Brie: „Irrläufer“ soll offenbar die „Feindbildsuche“ fortsetzen
Straßburg (ppa). Gegen die Berliner Tageszeitung Junge Welt gehen derzeit mehrere Europaabgeordnete der Fraktion der Vereinten Linken (GUE/NGL) in die Offensive. Auslöser soll ein am Montag erschienener Beitrag sein, in dem unter der Überschrift „Mordsekte besucht Linke“ den beiden Abgeordneten Andrè Brie und Helmuth Markov vorgeworfen wird, „feste Kontakte zu den iranischen Volksmudschaheddin“ (MEK) anzuknüpfen. Abgeordnete einiger kommunistischer Parteien hätten sich angeblich gegen einen Besuch von Maryam Rajavi vom „Nationalen Widerstandsrat Irans“ (NWRI) ausgesprochen, doch Brie und Markov sollen den Termin „durchgeboxt“ haben.
Brie und Markov sollen gegenüber der Tageszeitung Neues Deutschland (Mittwochausgabe) erklärt haben, sich gemeinsam mit anderen Abgeordneten in der Fraktionssitzung am vergangenen Donnerstag für einen „kritischen Dialog“ mit Maryam Rajavi eingesetzt zu haben. Für sie sei nicht erkennbar, dass die NWRI-Vertreterin ein Mitglied der iranischen Widerstandsgruppe MEK sei, äußerte Markov. Außerdem halte er es für „grob fahrlässig, diese wesentliche Oppositionskraft im Iran mit Nichtachtung zu strafen und ihren bedeutungsvollen Wandlungsprozess zu ignorieren“. Brie betitelte den Beitrag der jW als „Irrläufer“, der offenbar die „langweiligen und rückwärtsgewandten Versuche“ des Blattes zur „engstirnigen Feindbildsuche innerhalb der Linken“ fortsetzen solle.

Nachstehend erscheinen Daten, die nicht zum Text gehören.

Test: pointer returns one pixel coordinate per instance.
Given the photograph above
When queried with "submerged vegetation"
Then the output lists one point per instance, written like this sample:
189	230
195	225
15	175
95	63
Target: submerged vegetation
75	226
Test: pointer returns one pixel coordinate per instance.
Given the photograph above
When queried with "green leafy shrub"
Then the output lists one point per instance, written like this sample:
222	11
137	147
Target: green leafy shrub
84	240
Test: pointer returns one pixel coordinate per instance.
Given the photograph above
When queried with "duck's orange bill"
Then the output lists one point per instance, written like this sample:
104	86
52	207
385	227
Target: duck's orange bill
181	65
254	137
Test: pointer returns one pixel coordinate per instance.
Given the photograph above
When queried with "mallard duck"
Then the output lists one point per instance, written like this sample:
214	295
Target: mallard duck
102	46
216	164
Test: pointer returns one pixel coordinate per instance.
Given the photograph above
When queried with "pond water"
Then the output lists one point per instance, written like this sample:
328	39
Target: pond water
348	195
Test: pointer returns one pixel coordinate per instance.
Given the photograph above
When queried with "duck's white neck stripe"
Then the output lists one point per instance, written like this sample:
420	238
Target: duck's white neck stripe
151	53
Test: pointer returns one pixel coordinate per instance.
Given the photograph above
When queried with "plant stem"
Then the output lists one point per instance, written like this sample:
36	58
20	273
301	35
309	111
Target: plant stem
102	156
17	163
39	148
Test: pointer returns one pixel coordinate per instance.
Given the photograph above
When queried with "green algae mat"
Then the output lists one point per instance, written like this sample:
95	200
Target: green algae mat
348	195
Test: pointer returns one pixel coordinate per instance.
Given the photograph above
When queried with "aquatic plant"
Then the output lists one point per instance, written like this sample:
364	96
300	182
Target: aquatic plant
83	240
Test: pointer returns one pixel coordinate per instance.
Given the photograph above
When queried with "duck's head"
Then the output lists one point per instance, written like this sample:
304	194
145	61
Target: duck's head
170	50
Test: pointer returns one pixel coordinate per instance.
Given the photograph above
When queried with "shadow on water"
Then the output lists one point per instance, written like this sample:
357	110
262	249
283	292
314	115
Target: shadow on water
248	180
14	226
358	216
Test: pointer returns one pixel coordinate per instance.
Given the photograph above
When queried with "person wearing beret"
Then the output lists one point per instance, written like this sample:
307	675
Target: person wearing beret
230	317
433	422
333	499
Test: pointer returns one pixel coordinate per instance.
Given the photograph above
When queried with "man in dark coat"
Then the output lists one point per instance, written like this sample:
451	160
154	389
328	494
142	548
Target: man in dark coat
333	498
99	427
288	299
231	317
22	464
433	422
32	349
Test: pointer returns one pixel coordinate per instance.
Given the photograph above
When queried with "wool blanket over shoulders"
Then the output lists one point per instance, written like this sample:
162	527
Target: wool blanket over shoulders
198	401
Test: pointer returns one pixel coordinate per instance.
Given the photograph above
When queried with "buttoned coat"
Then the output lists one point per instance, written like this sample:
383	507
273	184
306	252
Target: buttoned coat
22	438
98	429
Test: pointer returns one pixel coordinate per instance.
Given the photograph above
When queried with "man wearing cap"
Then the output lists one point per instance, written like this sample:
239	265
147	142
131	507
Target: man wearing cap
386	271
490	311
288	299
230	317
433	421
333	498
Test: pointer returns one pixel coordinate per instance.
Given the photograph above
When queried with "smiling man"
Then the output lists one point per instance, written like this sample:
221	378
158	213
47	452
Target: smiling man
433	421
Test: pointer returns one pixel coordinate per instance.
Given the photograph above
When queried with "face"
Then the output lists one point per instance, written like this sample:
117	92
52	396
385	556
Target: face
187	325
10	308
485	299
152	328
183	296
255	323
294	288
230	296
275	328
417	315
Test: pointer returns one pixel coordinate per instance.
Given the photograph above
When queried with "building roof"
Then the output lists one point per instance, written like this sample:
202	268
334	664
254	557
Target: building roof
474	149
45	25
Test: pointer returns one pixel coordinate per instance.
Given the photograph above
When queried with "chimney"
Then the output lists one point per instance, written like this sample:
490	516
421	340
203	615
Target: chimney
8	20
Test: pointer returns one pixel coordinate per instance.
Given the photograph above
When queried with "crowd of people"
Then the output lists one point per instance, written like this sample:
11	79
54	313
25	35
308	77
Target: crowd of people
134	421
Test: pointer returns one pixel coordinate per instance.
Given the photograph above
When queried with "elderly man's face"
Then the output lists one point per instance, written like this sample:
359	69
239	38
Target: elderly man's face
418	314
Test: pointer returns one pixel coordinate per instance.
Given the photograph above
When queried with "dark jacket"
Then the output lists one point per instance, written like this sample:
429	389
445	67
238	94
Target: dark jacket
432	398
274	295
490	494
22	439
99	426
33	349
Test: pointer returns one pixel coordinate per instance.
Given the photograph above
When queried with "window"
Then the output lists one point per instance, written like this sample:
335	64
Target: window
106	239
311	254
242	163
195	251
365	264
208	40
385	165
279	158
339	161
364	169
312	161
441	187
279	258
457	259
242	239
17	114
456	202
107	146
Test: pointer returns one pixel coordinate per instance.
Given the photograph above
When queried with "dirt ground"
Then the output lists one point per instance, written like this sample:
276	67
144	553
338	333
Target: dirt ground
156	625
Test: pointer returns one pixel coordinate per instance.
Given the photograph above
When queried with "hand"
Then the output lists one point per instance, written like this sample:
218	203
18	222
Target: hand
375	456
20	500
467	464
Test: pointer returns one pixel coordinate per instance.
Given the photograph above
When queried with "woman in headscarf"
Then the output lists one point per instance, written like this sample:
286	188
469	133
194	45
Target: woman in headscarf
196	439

Der Vorsitzende der Konföderalen Fraktion der Vereinten Europäischen Linken/Nordische Grüne Linke (GUE/NGL) im Europäischen Parlament, Francis Wurtz, kritisierte in einem Brief an den Chefredakteur der jW den „sehr einseitigen“ Titel „für die Behandlung einer Initiative meiner Fraktion“, den er als „beleidigend“ bezeichnete. „Die Entscheidung der Konferenz der Fraktionsvorsitzenden, die Einladung von Frau Radjavi ins Europäische Parlament zu genehmigen, sei einstimmig gefallen, obwohl an diesem Tisch kein einziger Anhänger der Organisation saß, die diese Person vertritt – das betrifft mich genauso wie alle anderen“, schrieb Wurtz am Dienstag.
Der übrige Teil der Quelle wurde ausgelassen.